I always feel so sad for people who are maybe 10 or 11 years old and they find the need to cut. And then they continue attempting to get that same high, and eventually just cutting harder and harder, and they aren't even in high school yet. I mean, what the hell. I mean I understand that life is shit, but to start in elementary or 6th grade? That's just intense. I always fell so sad for them , whenever I read their stories on the shout out boards. It makes me incredibly sad when I read about people starting to develop an eating disorder, in elementary school! I mean what fucked up parent would tell their child who is at a normal weight in elementary school they are fat? I mean what the fuck?! I've read so many biographies about people who have dealt with an eating disorder their whole lives because their parents where self-contempt idiots that told them they were fat and ugly. I mean, seriously what the hell? Kids absorb everything we say!
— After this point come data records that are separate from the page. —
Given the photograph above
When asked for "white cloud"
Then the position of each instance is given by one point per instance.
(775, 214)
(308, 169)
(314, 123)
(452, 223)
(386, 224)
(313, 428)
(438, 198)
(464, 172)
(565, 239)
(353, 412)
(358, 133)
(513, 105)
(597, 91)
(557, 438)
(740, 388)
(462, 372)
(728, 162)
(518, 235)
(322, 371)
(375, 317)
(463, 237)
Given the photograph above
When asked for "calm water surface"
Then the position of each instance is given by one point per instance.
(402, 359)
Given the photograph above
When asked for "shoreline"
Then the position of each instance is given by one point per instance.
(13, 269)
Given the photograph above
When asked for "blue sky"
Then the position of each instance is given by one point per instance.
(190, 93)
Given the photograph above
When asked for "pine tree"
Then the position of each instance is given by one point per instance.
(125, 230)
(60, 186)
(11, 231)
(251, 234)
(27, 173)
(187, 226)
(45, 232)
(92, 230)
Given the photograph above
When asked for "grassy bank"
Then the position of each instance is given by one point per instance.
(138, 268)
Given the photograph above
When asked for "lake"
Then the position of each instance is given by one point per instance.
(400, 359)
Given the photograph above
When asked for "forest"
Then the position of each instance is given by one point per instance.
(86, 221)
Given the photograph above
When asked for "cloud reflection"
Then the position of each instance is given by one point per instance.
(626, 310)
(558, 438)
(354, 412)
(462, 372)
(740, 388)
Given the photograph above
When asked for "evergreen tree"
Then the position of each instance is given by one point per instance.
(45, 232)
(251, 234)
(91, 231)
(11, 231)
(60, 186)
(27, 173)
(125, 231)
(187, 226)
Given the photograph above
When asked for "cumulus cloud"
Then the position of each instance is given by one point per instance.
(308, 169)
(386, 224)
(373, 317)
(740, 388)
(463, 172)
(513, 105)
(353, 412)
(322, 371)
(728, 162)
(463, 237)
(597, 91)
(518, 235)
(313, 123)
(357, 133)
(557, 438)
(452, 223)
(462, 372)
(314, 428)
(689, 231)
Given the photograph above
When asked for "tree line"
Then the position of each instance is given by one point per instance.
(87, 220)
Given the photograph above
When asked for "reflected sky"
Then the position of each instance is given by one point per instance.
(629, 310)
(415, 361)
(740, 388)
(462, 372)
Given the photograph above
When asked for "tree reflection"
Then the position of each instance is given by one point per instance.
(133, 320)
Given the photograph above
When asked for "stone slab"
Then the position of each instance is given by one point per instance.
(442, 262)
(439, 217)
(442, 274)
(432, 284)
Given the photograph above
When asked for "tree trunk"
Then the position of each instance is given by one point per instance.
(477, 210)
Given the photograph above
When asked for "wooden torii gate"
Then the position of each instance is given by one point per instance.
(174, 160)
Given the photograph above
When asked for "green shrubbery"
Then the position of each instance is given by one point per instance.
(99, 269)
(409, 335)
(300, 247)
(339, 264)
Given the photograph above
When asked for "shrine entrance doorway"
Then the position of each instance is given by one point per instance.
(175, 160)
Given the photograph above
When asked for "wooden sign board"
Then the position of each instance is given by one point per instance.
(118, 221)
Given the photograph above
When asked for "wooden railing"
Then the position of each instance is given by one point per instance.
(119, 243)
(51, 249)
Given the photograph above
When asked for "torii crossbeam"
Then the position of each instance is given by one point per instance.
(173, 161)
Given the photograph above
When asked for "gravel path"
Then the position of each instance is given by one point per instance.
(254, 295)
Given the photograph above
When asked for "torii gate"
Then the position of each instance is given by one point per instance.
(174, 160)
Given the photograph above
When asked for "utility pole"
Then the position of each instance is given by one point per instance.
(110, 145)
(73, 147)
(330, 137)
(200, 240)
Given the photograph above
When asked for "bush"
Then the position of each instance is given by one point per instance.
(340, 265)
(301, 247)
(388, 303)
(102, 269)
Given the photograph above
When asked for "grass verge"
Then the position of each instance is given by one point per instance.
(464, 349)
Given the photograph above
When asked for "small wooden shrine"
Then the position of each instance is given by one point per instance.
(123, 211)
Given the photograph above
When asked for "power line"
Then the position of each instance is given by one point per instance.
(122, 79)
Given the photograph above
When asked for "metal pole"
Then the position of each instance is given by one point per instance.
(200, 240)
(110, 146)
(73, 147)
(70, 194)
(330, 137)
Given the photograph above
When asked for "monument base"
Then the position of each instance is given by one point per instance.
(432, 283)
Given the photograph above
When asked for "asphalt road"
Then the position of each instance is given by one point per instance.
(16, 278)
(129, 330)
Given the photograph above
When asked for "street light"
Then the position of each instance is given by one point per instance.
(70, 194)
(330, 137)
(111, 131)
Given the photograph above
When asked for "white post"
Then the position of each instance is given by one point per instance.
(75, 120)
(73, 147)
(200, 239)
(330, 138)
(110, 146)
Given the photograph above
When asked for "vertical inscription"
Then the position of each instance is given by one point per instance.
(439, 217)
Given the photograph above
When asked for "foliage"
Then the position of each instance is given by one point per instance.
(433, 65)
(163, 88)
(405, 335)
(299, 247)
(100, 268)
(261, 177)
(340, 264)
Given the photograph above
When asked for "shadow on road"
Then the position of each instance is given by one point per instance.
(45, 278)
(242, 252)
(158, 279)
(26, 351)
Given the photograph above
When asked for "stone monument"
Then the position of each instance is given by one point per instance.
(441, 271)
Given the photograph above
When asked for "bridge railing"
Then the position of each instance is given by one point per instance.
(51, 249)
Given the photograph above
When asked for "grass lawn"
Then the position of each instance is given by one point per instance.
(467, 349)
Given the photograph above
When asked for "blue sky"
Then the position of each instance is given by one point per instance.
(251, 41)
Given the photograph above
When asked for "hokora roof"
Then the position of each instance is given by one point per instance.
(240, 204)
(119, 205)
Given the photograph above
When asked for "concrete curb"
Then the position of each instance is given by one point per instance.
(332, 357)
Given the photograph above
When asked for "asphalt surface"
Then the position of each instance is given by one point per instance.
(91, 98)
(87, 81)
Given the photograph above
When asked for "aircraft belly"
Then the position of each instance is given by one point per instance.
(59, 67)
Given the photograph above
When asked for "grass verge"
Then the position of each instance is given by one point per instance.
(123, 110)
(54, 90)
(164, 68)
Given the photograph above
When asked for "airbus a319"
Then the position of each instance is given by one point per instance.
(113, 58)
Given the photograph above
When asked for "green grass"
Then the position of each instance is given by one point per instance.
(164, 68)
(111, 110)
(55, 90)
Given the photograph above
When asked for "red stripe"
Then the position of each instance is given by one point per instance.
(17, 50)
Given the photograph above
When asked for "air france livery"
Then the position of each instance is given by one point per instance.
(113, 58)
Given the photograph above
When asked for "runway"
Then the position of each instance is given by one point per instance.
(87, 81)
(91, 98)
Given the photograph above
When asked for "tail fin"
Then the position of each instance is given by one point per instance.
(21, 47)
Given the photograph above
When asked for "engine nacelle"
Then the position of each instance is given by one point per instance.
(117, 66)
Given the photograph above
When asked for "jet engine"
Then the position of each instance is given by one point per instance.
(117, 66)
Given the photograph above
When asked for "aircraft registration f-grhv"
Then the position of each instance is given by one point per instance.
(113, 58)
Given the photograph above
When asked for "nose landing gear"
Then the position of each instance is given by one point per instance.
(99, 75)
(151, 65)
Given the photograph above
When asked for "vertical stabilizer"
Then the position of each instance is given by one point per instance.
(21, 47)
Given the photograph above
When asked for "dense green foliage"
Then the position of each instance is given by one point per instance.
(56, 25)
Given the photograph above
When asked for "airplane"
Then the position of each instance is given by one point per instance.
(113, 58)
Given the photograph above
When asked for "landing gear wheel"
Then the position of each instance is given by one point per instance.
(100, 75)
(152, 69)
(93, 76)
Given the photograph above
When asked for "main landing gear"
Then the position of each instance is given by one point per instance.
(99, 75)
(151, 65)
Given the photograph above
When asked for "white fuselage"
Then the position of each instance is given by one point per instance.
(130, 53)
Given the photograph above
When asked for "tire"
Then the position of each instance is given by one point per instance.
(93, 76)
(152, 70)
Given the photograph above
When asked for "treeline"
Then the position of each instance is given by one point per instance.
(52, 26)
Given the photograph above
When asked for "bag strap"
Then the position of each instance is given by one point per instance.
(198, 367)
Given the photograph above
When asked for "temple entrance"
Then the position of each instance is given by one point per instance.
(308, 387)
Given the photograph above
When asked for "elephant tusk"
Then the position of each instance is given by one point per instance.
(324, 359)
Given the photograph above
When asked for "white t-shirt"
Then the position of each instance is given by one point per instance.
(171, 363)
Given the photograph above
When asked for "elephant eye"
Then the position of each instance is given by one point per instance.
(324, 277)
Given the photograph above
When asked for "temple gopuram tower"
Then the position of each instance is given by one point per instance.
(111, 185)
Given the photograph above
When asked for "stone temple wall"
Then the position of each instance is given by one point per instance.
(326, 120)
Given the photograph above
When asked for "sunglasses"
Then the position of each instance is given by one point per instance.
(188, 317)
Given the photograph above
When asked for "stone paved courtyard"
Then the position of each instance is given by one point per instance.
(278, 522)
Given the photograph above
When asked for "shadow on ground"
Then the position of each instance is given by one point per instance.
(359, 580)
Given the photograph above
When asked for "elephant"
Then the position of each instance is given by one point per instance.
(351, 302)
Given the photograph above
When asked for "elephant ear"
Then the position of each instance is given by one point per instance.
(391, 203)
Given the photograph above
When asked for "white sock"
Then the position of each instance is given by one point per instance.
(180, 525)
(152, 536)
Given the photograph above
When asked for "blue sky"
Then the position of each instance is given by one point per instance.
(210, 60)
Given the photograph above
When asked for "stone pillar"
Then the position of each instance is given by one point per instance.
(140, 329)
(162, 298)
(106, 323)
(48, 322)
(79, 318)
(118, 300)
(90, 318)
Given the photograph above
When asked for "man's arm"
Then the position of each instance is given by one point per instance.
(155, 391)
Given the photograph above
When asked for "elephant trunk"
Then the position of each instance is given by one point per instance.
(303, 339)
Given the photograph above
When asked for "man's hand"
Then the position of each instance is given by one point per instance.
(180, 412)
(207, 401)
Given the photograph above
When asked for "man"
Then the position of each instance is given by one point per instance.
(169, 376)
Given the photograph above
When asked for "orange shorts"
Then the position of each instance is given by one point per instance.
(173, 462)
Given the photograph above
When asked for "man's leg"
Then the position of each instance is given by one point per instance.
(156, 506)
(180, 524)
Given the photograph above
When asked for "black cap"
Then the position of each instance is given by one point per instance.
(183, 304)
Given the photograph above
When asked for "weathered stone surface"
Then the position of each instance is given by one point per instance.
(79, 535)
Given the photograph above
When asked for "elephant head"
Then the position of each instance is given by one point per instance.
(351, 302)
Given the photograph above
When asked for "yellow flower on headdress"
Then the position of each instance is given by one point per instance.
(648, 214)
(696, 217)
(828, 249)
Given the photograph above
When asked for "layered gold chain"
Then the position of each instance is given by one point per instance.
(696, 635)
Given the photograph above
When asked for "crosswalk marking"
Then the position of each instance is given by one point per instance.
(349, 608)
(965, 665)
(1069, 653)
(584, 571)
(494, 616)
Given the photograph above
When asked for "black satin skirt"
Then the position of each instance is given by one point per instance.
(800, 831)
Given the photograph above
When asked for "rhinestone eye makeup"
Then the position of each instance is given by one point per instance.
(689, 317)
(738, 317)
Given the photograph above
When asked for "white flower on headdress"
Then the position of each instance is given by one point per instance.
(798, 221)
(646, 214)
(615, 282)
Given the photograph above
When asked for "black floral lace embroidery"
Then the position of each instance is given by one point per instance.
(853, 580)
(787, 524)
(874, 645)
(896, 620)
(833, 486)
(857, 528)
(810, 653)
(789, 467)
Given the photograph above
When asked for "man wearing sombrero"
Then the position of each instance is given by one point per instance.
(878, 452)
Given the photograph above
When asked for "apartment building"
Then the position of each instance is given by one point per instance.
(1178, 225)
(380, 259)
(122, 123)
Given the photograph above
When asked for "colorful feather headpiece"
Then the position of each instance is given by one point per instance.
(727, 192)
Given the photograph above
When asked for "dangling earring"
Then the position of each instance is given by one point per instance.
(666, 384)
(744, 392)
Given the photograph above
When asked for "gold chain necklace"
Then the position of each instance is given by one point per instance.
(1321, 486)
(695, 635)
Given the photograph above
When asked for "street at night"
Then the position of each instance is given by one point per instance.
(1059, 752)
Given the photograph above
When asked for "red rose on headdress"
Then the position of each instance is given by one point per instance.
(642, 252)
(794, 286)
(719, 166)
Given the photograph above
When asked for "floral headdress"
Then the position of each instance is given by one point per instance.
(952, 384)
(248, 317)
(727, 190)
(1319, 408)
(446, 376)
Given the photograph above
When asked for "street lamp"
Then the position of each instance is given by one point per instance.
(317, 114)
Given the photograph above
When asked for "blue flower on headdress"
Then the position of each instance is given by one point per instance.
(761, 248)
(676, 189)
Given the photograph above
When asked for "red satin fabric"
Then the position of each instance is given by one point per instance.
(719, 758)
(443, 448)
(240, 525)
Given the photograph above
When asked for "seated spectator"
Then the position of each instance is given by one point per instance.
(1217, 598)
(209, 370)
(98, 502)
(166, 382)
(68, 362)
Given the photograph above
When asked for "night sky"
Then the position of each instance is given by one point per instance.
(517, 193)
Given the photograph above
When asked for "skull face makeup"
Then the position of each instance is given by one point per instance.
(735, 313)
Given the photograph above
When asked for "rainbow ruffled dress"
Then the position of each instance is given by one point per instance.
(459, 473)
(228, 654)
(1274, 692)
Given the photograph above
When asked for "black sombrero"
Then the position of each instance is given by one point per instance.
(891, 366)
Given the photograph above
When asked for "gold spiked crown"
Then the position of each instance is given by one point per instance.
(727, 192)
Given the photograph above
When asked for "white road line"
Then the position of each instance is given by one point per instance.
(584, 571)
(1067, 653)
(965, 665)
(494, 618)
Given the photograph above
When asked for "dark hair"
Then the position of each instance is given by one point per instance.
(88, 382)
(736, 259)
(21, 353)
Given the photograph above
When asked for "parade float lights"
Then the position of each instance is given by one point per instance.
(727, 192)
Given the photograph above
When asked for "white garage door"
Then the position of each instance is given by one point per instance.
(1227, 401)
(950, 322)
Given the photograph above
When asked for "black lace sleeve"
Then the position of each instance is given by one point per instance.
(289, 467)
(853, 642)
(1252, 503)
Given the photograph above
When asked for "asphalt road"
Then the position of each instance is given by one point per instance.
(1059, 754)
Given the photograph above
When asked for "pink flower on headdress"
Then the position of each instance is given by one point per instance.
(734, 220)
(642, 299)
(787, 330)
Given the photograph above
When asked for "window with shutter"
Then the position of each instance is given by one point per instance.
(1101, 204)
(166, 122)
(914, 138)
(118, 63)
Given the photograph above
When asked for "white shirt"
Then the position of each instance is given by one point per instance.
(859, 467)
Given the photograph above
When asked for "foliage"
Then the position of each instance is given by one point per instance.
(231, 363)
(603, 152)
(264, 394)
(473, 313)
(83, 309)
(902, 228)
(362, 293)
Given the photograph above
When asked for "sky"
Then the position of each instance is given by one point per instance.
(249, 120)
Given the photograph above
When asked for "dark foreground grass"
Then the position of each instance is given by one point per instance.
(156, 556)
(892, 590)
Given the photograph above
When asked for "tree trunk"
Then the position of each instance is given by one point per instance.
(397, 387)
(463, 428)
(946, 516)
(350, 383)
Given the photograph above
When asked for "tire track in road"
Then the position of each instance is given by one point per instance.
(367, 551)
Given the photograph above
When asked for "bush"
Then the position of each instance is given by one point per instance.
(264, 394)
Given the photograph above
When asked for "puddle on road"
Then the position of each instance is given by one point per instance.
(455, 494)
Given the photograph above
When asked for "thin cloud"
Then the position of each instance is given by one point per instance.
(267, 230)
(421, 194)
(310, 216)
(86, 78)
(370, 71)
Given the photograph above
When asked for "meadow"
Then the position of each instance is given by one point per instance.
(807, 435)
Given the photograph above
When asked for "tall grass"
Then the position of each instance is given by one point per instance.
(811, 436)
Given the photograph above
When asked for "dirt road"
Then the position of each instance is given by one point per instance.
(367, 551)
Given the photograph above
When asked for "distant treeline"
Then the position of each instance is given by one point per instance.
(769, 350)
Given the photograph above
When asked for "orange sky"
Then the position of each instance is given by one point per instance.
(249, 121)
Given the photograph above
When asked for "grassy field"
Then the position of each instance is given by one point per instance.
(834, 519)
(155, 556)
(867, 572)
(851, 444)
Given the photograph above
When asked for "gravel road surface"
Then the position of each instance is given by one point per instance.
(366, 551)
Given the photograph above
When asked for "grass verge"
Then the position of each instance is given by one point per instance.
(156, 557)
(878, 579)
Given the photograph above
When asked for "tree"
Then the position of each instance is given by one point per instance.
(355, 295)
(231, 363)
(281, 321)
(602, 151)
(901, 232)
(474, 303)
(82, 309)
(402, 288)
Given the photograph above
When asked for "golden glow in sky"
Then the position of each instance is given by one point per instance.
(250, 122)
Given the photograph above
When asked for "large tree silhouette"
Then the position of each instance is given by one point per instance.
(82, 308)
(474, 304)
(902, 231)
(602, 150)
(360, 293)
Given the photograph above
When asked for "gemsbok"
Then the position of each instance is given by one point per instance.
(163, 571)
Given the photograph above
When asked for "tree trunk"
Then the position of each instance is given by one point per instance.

If adults struggle with the balance of good and bad, how the hell do you think a child will decide what's good and what's bad? Adults suck. Swear man, they are such a drag.

So, yeah, school is such a drag, I just want to go to college already and study what I love. My top schools? MIT, Columbia University, NYU, Sarah Lawrence College, and somewhere else not including UTA, which is my back up school if all else fails.

Roar. So yeah i took one of those stupid online self test thingy's and once again it told me I was severely depressed. Amazing what they can figure out with 5 choices and 10 questions. Totally lame.

I'm watching the O.C. now. My new t.v. series addiction. Mostly because Olivia Wilde appears somewhere around season 3 or 4 I'm guessing, not the first, that's for sure. If not, I wouldn't be dedicating my time to watching the whole series, but it would not make ANY sense if I watched it in the middle. I did watch The O.C. occasionally when I was younger, but it didn't catch my attention, it was just like 90210, or degrassi, it was there, but t.v. dramas were not my thing when I was 10. Funny thing, though, was that I understood the underlying message just not the subliminal message (A.K.A. the sexual one).

Well, I think that's all. Oh, I STILL HAVEN'T FOUND DIVINE COMEDY!

I'm beyond tired, I'm really having to put a lot of thought as to what I'm writing so if these last couple of paragraphs sound a little off, it's because I feel feverish and I'm a little more than half conscience.